Many of these vessels carried cargo in amphorae which are easy to date and locate. Amphorae from North Africa and the Black Sea dominate. They proof the existence of the ancient trade routes. Most vessels date from the late Hellenistic period (200 BC), the zenith of Roman power (200 AD) or the Byzantine area (600 AD). A few are from the 19th century.

As always in Archeology, the Bulk of the Work is done by Doctoral Students


Since 2015, a joint team of divers and underwater archeologists from the Ephorate of Underwater Antiquities catalogue these wrecks and compiles a selective inventory to determine the nature of the goods transported, the age and origin of the vessels. The wrecks with most of their content are then left on the sea floor. Lifting them is not only costly, exposing them to oxygen would destroy them. Whether there will ever be a museum for these boats is too be seen. In the foreseeable future, there is no budget for such a project.
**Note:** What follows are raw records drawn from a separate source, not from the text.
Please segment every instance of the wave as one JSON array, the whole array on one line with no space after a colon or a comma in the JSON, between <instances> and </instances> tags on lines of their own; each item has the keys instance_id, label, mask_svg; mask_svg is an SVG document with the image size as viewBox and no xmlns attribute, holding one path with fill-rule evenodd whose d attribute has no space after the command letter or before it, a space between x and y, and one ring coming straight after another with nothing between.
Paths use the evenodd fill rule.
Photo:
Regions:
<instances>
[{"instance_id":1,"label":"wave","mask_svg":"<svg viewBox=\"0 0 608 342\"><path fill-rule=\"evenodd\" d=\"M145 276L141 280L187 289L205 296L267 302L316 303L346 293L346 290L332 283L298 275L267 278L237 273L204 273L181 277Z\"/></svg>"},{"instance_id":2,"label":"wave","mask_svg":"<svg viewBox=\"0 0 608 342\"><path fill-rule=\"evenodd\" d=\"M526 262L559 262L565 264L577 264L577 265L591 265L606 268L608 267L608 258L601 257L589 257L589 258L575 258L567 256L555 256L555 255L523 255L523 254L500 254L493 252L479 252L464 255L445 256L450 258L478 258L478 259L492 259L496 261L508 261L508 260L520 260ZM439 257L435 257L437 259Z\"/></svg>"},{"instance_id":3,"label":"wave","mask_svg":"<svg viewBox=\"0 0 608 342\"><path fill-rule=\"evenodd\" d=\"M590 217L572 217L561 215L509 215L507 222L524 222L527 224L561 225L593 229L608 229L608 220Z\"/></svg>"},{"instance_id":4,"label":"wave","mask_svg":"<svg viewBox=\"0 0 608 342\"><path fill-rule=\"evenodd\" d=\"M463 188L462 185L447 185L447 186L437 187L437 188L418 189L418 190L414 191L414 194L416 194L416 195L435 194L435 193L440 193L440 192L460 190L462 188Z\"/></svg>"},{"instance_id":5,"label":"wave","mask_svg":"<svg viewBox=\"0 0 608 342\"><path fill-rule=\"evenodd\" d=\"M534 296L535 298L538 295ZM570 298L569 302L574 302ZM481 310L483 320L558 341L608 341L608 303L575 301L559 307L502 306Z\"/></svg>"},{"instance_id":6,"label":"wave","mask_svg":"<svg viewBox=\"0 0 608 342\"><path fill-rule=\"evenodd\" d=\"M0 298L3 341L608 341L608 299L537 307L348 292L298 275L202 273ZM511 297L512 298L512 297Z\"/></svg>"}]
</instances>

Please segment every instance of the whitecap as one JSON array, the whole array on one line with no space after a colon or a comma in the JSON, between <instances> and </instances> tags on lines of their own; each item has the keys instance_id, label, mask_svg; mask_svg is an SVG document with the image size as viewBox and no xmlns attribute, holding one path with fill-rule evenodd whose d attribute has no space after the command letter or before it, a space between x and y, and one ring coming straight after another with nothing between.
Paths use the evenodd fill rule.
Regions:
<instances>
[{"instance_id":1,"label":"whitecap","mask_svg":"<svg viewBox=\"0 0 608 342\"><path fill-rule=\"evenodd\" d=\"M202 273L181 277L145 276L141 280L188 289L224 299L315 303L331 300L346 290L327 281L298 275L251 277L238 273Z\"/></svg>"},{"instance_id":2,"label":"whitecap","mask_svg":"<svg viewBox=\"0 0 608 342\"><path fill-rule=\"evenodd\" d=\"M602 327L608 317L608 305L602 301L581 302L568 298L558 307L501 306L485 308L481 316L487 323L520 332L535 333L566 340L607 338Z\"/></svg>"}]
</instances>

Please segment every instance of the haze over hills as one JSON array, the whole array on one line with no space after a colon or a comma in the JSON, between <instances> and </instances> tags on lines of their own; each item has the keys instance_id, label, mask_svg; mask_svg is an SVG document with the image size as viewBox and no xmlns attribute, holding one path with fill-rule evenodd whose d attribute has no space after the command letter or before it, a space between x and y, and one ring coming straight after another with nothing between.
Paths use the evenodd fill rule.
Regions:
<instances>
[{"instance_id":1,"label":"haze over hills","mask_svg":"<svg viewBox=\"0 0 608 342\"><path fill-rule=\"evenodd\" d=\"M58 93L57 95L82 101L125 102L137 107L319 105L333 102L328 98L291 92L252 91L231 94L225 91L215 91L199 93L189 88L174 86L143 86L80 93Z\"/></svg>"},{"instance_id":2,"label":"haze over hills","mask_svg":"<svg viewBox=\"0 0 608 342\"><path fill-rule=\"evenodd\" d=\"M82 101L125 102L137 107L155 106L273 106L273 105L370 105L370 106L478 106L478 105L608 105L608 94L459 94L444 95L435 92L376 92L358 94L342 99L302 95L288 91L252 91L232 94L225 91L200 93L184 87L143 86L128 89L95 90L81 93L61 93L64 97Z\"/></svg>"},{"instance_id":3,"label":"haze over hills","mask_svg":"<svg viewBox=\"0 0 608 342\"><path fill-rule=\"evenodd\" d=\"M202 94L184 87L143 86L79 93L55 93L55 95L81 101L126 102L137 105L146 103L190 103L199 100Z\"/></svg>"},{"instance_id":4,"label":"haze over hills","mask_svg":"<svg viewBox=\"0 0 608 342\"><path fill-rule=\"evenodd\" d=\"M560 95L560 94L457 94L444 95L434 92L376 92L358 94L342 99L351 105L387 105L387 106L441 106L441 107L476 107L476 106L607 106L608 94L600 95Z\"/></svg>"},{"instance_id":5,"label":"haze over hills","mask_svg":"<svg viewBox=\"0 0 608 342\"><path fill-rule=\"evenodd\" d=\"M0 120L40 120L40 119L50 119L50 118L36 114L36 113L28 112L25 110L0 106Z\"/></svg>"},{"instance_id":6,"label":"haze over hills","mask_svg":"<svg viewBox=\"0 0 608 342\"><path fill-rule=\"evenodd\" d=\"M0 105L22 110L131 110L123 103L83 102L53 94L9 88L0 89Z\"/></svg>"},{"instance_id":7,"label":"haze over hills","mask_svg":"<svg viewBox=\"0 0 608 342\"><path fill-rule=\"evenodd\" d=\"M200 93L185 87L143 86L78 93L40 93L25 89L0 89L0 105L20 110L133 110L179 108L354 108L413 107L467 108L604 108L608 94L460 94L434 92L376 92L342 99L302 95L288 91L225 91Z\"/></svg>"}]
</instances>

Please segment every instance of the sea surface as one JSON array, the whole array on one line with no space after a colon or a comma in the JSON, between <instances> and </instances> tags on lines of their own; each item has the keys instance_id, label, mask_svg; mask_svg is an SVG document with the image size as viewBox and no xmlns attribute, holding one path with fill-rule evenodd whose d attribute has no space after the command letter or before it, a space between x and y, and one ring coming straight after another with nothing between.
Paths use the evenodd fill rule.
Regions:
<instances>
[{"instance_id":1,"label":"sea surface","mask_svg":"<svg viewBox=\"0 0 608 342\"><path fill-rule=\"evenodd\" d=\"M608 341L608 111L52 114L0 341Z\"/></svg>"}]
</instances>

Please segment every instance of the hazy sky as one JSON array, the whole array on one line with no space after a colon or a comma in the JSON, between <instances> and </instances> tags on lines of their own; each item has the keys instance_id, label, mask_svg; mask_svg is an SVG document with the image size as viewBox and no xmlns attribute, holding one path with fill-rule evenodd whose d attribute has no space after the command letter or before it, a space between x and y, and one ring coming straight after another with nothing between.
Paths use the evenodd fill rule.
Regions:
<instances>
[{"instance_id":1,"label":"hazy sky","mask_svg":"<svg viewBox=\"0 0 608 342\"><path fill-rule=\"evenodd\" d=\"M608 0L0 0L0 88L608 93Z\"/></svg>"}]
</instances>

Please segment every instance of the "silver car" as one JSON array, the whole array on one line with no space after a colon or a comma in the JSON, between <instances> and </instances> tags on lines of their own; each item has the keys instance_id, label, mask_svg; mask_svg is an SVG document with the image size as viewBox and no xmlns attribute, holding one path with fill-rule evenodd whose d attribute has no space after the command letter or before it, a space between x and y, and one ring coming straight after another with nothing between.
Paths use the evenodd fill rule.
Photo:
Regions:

An Amphora lifted from one of the Wreck Sites for Analysis and Cataloguing


The precise site of the 58 vessels is kept secret and scuba diving in the area is not permitted. We thus won’t be able to see any of these vessels. Luckily Reuters and a few archeology magazines published illustrated articles from where I could copy a few photos. I hope they give you a good impression of what you would see were we allowed to dive.

We used one of the treacherous Underwater Rocks

to anchor the Queen of Datca for lunch


Tonight we sail to Icaria where we stay in Agios Kyrikos. Depending on the wind conditions we may sail to Delos already tomorrow. There is no risk that we would wreck the ship here. Our engines allow us to manoeuvre any time. But sailing in the Meltemi with up to 2 meters high waves is unpleasant. We did it in 2017 and are not keen for a repetion.